The Facts – Key Data
- National cancer control plans (NCCPs) in all countries must be based on relevant and accurate incidence data to enable governments to develop effective policies for cancer control.
- Through the systematic collection of information on all cases of cancer from multiple sources occurring in a defined geographic area, a population-based cancer registry (PBCR) informs governments of the size and nature of the cancer burden in the country, and the major cancer risk factors.
- A PBCR is a cost-effective investment to assist countries in setting priorities by identifying cancers with the highest burden, planning for emerging trends, focusing research where it is needed and allocating resources where they will make the greatest difference in cancer mortality and morbidity.
- It is also an invaluable tool for the evaluation of cancer control programmes and policies aimed at reducing the cancer burden in the community.
- Worldwide, there are more than 700 cancer registries. However, Only about 21% of the world’s population is covered by population-based cancer registries, with particularly sparse registration coverage in Asia (8% of the total population) and in Africa (11%).
Meeting the Challenge
Launching and maintaining a population-based cancer registry is feasible in all populations, even in low-resource settings. National Cancer Control Plans are key to promote solutions that are tailored to the population size and available resources taking into account some key components:
Target Population: A PBCR does not need to have national coverage to be effective. Most of the requirements for planning and monitoring can be achieved through registration of a well-described subset (sample) from the national population, which has access to diagnostic and treatment services.
Data Availability: There are multiple sources of data for cancer registries including diagnostic reports, hospital records and vital statistics. Selection of the best method for data collection will depend on local circumstances, in particular whether there are pre-existing patient registries with the relevant information on the cancer patient and their diagnosis; as well as the willingness of institutions to share data.

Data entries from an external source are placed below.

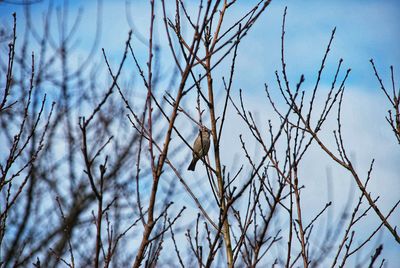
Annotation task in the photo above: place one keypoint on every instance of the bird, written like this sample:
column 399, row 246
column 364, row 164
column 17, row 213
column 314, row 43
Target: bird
column 200, row 147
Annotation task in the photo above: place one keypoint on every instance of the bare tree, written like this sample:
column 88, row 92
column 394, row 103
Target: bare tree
column 97, row 175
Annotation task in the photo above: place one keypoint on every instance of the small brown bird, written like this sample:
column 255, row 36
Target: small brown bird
column 200, row 147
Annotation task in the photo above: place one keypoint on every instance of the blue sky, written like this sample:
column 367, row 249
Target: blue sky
column 365, row 30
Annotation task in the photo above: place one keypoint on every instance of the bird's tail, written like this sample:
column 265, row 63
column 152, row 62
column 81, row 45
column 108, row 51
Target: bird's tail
column 192, row 165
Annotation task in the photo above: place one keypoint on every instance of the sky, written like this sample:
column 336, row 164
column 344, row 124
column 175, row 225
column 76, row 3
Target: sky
column 364, row 30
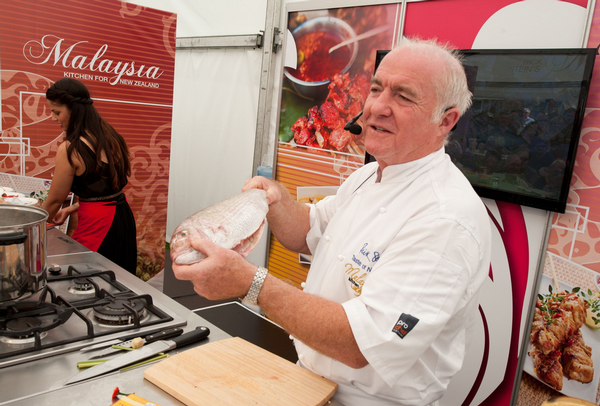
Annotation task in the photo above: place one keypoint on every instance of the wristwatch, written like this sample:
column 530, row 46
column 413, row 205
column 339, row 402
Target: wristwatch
column 259, row 278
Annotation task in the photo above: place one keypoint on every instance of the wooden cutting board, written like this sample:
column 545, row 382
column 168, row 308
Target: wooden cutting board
column 236, row 372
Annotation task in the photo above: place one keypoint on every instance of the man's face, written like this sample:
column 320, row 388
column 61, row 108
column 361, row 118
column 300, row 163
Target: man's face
column 397, row 112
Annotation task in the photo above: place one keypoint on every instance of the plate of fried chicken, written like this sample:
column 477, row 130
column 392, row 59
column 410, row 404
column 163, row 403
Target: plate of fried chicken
column 562, row 348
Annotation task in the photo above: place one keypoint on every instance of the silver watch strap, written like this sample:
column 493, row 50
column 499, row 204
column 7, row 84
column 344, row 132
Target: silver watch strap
column 259, row 278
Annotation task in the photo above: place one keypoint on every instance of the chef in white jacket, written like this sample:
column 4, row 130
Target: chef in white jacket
column 399, row 253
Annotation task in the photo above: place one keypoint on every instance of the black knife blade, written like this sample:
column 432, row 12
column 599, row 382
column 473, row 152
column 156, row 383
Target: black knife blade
column 135, row 356
column 120, row 340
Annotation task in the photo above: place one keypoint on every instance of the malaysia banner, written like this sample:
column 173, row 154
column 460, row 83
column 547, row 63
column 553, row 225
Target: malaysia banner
column 125, row 56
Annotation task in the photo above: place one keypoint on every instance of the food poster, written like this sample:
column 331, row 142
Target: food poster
column 125, row 55
column 319, row 96
column 572, row 261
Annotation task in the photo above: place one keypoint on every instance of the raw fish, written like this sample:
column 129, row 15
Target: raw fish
column 236, row 223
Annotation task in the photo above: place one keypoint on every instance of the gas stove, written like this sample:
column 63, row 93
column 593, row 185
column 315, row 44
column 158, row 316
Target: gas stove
column 83, row 303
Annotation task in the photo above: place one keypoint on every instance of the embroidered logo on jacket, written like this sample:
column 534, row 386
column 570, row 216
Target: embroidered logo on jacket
column 405, row 323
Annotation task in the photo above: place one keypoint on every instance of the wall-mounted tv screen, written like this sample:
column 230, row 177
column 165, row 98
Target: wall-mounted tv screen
column 518, row 141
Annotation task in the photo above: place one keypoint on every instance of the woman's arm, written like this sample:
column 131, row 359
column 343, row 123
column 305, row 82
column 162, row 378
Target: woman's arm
column 61, row 182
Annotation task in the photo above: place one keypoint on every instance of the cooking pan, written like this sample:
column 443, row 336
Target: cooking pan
column 22, row 251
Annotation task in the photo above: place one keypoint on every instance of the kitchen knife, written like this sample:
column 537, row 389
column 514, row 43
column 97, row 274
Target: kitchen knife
column 119, row 340
column 135, row 356
column 161, row 335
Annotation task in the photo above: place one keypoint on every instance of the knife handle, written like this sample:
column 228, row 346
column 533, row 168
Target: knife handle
column 188, row 338
column 163, row 335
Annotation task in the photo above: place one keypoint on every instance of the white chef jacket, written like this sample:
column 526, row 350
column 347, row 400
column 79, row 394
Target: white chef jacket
column 406, row 257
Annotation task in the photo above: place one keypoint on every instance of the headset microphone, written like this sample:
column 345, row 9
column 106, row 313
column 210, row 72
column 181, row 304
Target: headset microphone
column 352, row 126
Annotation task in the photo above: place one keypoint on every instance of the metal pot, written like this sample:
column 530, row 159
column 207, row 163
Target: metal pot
column 22, row 251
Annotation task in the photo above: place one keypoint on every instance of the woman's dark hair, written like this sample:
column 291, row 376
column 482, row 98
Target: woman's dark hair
column 86, row 120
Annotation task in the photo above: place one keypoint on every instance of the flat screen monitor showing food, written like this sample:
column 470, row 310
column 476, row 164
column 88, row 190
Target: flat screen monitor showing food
column 518, row 141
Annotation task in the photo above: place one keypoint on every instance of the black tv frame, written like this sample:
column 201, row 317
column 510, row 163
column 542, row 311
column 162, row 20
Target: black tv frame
column 539, row 202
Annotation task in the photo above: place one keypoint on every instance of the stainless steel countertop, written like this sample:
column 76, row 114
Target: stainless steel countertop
column 41, row 382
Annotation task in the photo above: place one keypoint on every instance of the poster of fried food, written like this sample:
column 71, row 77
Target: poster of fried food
column 333, row 56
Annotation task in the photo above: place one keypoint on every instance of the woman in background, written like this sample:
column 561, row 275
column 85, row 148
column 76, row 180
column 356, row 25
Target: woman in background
column 93, row 163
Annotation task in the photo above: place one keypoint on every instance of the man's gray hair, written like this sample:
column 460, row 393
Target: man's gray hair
column 451, row 84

Resources mobilisation: Cancer registration requires dedicated qualified staff. The number of staff will depend on the registry size and the complexity of data collection (how many hospitals, pre-existing registers, etc). Institutional support will be key to ensure the participation of health centers and hospitals providing data to the registry staff.
Global Initiative for Cancer Registry Development (GICR)
African Cancer Registry Network
Planning and developing population-based cancer registration in low-and middle-income settings (IARC, WHO, IACR)
In order to catalyse efforts to combat cancer, Turkey defined and implemented NCCPs in 2008-2012 and 2013-2018. These processes have informed Turkey’s slogan “Registry is the most important pillar” of our national cancer control program. In less than 15 years, Turkey has made significant progress. In 2002, Turkey only had 2 local registry centers. In 2014, more than 24 registry centers were active with a population coverage of 62%. Now, these efforts are recognized at the international level. The Registry Center of Izmir has been launched in February 2016 as a regional training hub by the International Agency for Research on Cancer (IARC), one of the ICCP Partners.